VPIRG’s Director Paul Burns on House passage of H.468 – the clean energy bill

For immediate release
March 22, 2012

Paul Burns
Phone: 802-793-1985

What this bill boils down to is getting real clean energy projects built in Vermont. We’re grateful to the House of Representatives for moving this legislation forward. It demonstrates that a large majority of House members are serious about taking control of our energy future in a responsible way.

This bill isn’t everything we’d hoped for, but it’s a big step in the right direction and it will help to ensure a positive legacy of clean energy for our children and grandchildren.

Press Release


  1. Kelly Stettner :

    “Green” energy is a misnomer. What Vermont needs is efficient, reliable energy that comes from a source that is easy to replenish and does not contribute to pollution. Wind and solar are neither efficient (on a large scale) nor reliable yet; biomass is a joke (it’s inefficient and a huge emitter of pollution). Please be clear about your specific recommendations and how they will be implemented. Maybe it’s time for a paradigm shift away from centralized to small-scale energy generation.

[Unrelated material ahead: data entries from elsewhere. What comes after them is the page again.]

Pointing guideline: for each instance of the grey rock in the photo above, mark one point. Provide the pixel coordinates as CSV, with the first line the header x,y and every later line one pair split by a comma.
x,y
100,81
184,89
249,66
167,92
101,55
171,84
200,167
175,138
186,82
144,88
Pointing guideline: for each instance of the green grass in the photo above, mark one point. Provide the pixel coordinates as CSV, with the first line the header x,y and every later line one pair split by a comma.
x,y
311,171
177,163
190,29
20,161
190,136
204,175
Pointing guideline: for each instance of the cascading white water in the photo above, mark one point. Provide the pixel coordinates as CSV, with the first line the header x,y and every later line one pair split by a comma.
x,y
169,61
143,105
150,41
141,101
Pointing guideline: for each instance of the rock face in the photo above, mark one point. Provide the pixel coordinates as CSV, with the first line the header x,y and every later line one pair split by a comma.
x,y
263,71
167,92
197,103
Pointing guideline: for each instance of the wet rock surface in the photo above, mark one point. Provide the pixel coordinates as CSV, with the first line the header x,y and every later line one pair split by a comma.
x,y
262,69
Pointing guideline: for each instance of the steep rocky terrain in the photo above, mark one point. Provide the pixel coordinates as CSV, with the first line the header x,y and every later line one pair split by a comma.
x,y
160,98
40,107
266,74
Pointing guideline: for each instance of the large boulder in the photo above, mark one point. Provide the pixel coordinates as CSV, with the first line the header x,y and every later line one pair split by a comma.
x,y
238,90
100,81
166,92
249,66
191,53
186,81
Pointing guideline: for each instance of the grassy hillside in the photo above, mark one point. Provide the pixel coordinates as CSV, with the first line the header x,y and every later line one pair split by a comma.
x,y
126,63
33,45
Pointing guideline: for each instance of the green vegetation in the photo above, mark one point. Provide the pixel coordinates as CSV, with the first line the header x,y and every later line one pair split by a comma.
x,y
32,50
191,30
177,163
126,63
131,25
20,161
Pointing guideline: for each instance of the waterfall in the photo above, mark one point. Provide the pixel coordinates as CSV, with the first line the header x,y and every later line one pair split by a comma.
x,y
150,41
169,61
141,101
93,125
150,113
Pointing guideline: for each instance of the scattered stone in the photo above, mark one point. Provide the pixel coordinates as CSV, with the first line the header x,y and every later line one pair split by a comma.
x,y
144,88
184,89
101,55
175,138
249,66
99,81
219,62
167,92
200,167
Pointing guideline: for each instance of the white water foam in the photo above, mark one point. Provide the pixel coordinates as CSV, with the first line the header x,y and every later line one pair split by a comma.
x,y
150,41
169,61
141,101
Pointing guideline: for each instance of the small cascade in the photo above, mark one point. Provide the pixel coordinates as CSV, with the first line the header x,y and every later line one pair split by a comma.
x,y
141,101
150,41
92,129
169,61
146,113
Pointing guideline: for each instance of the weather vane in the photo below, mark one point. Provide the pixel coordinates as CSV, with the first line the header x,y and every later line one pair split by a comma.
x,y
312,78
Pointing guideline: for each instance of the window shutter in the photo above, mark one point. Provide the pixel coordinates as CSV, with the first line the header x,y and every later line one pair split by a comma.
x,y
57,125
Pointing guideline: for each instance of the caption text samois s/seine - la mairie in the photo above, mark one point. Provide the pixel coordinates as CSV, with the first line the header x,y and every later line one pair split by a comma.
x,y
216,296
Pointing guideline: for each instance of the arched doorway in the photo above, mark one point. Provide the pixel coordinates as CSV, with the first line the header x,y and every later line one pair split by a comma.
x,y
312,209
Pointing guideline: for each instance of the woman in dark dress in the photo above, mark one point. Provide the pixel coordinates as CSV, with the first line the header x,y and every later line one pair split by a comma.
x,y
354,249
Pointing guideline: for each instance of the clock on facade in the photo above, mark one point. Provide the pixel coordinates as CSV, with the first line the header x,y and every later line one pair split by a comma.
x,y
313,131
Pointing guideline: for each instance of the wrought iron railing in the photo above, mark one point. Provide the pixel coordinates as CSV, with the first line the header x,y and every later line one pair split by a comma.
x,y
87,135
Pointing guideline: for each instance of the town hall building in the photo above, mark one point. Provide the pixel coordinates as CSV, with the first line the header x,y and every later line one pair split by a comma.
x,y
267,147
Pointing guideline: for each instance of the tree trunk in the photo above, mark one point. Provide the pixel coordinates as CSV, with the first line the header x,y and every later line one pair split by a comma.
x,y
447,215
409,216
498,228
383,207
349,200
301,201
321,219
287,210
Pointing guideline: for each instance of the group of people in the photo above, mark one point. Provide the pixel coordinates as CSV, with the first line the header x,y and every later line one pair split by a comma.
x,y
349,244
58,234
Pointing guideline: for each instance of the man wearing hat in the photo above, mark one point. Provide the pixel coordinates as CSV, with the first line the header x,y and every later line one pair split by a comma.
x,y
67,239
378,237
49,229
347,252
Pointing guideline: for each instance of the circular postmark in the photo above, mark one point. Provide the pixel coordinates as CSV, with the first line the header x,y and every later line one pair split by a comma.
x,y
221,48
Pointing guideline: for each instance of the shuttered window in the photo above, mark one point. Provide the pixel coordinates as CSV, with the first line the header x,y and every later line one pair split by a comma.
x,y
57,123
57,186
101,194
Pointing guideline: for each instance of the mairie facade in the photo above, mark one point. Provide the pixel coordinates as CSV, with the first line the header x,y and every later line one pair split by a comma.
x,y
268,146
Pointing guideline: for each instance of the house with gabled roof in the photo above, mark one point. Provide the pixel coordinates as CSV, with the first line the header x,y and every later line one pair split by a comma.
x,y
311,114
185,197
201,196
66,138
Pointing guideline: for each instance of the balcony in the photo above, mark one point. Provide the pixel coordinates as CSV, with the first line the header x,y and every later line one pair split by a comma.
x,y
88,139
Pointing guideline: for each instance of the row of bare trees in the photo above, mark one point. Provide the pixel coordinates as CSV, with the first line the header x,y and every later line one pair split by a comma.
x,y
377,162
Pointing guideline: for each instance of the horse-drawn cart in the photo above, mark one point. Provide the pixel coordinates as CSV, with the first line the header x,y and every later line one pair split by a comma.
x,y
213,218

  2. Renewable energy in Vermont is not about CO2 emissions reduction; Vermont already has one of the lowest emission rates per capita and per $ of GSP. Vermont’s CO2 emissions are primarily from buildings and transportation. Hence, increased energy efficiency should be done first.
    RE is about building RE businesses; one Vermont, multi-millionaire, solar oligarch told me: “I am trying to build a business here…..”. VPIRG splitting off a privately-owned solar entity, headed by former VPIRG leaders, will depend on subsidies and write-offs to succeed. Those businesses would not exist without federal and state subsidies.
    Rules and regulations are changed, such as the RPS, so that these RE businesses can sell their intermittent, variable, uncompetitive, expensive, not-so-CO2-free energy to utilities that are required to buy it at high above-market prices that are 3 to 5 times annual average grid prices.
    The resulting rate increases are much larger than they need to, because the extra costs, including for transmission and distribution, the utilities incur are rolled into the rate schedules.
    The utilities will come out ahead, because they will likely be rewarded with larger than usual rate increases for their cooperation with the state.
    The defenseless, already-struggling, poorly-organized, easily-swayed households and businesses that are trying to cope with the multi-year Great Recession and the flood damage of Irene will bear the brunt of the burden; higher energy costs, increased costs of goods and services leading to lower living standards, lower profits and lower tax collections.
    Subsidies usually SHIFT jobs from one sector to another; there is little NET job gain; there may be even be net job losses. 
    In a slow-growing economy, the subsidized job creation in inefficient, expensive-energy-producing renewables sectors will result in up to 3.7 times the job destruction in other sectors due to scarce capital being diverted from more productive uses, such as energy efficiency, and due to more expensive energy increasing the prices of goods and services. 
    There are numerous studies performed in Spain, Germany, Denmark, The UK, etc., and performed by the Department of Public Service, VT-DPS, that show for each job created in renewables, there are 2 to 5 jobs lost in the private sector.
    Good RE job creation?: wind turbines from Denmark and Spain (Lowell, Sheffield, etc.); PV panels from China; inverters from Germany. Wind turbine O&M is usually done by out-of-state specialist companies.